LangSmith Datasets & Experiments
Build versioned eval datasets from production traces, write evaluators that actually measure correctness, run experiments to prove prompt changes work, and gate deploys on regression — the full LangSmith evaluation workflow.
Quick Reference
- →Datasets are versioned collections of input/output examples evaluated systematically against your agent
- →Build from production traces first — synthetic examples miss the patterns that actually break in production
- →SDK v0.2 evaluators use (inputs, outputs, reference_outputs) dicts, not (run, example) objects
- →Experiments call evaluate() against a dataset, score each example, and store results for comparison
- →Gate deploys: run experiments in CI and fail the build if any evaluator drops below a defined threshold
- →Annotation queues let domain experts review traces and build high-quality ground-truth datasets
- →Dataset contamination and evaluator gaming are the two most common ways eval scores lie
When to Use Experiments (and When Not To)
LangSmith experiments are worth setting up when prompt changes or model swaps are frequent, when regressions are hard to catch manually, or when you need to prove to stakeholders that a change improves behavior. The investment pays off roughly once you're making more than one prompt change per week or when a regression in production would be costly.

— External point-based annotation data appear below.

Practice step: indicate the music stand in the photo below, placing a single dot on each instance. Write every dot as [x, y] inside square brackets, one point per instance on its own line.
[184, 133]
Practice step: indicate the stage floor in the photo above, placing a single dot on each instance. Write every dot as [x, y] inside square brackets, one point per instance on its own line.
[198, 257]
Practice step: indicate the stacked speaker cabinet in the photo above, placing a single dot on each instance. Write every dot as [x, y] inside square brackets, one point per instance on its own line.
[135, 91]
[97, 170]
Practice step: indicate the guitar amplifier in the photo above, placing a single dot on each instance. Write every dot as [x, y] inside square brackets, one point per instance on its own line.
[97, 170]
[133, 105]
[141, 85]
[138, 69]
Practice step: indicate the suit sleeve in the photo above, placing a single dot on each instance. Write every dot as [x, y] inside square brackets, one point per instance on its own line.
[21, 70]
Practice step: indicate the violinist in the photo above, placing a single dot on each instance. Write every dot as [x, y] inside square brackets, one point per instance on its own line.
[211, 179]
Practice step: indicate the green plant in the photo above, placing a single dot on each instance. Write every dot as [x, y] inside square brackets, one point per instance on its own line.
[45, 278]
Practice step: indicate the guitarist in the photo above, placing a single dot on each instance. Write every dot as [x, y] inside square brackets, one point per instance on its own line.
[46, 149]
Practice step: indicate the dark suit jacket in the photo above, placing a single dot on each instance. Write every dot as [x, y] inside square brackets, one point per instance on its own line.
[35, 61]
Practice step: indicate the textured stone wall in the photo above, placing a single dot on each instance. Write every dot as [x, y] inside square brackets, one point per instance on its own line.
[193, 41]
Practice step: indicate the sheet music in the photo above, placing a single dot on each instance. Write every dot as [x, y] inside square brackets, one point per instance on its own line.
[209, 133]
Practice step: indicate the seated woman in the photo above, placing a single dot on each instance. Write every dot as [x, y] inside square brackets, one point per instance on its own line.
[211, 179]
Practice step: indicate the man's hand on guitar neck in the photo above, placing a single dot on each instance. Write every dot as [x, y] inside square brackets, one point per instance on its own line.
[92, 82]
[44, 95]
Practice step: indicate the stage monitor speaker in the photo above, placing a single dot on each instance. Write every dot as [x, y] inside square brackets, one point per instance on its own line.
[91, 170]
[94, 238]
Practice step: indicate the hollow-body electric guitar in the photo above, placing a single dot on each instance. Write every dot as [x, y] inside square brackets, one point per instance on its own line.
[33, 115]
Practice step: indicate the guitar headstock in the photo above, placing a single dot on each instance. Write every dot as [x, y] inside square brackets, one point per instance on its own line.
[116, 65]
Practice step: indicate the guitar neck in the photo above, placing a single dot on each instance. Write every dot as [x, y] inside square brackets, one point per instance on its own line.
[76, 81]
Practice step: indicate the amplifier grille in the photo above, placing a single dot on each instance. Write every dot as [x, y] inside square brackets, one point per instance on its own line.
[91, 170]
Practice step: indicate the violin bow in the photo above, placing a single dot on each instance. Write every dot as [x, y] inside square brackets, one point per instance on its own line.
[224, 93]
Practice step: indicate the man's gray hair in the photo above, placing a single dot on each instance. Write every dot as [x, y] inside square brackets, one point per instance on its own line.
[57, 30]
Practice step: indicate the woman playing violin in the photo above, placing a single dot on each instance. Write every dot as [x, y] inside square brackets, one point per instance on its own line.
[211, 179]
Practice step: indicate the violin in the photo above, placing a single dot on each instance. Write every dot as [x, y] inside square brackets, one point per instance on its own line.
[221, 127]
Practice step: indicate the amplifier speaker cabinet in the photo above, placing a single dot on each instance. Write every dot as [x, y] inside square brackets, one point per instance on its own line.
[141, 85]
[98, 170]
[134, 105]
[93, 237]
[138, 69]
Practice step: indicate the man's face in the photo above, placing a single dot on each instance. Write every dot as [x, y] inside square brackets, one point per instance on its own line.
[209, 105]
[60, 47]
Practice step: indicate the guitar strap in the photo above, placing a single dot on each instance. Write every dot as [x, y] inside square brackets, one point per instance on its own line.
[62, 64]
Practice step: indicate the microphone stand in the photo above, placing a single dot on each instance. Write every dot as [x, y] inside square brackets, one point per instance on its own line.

| Situation | Use experiments? | Why |
|---|---|---|
| You change prompts weekly | Yes | Each change can silently regress edge cases |
| You're swapping models or providers | Yes | Model behavior differences need quantification |
| Simple deterministic pipeline, no LLM output variation | No | Unit tests are cheaper and sufficient |
| Early prototype, prompt changes 5x/day | Not yet | Dataset will go stale faster than you update it |
| Regulated output (medical, legal, financial) | Yes — required | Need reproducible proof of quality over time |
A dataset built against a prompt you'll rewrite in three days is waste. Stabilize your agent's inputs, outputs, and task scope first. Then invest in a dataset once the schema is locked.